TORONTO – Canadian corporate profits have declined in five of the past six quarters and are now 16 per cent below their post-recession peak in late 2011, according to a study released Tuesday by TD Bank.
“This decline is not as bad as during the last recession, but it is approaching the performance Canadian firms saw during the U.S. downturn in 2000-2001,” TD economist Leslie Preston writes.
Key export-driven sectors like manufacturing and resources have seen the most weakness.
The resource sector’s corporate profit performance has followed closely with commodity prices, which fell last year and remain below a post-recession peak in set in early 2011.
“So far in 2013, generally higher commodity prices have helped drive encouraging growth in resource sector profits, although the sector is still in the red over the past six quarters as a whole,” Preston writes.
Manufacturers face competitive challenges, not only from a relatively strong loonie but also because unit labour costs have risen in Canada since the recession but remain flat in the United States, TD says.
Profits in more domestically-oriented industries have held up better, although they too have seen their pace of growth slow dramatically compared to the pre-recession period.
Looking ahead, however, TD expects profit performance to show modest improvement over the coming quarters, led by the export and resource-oriented sectors, as stronger economic growth in the United States next year will help lift U.S. demand.

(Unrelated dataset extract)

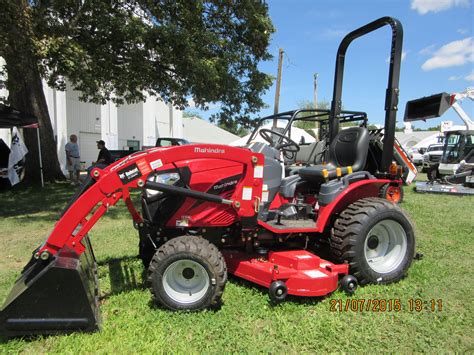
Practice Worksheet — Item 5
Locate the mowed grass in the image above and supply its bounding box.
[0,178,474,353]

U.S. economic growth will be weaker than anticipated in the near-term because of the recent government shutdown, but TD expects that the lost activity will be recouped next year.
The bank says commodity prices should also improve, although further gains are likely to be modest, and domestic demand growth is also likely to be slow.
“Echoing the forecast for growth in the economy as a whole, corporate Canada should see better days ahead, but not a return to the heydays seen prior to the recession,” Preston said.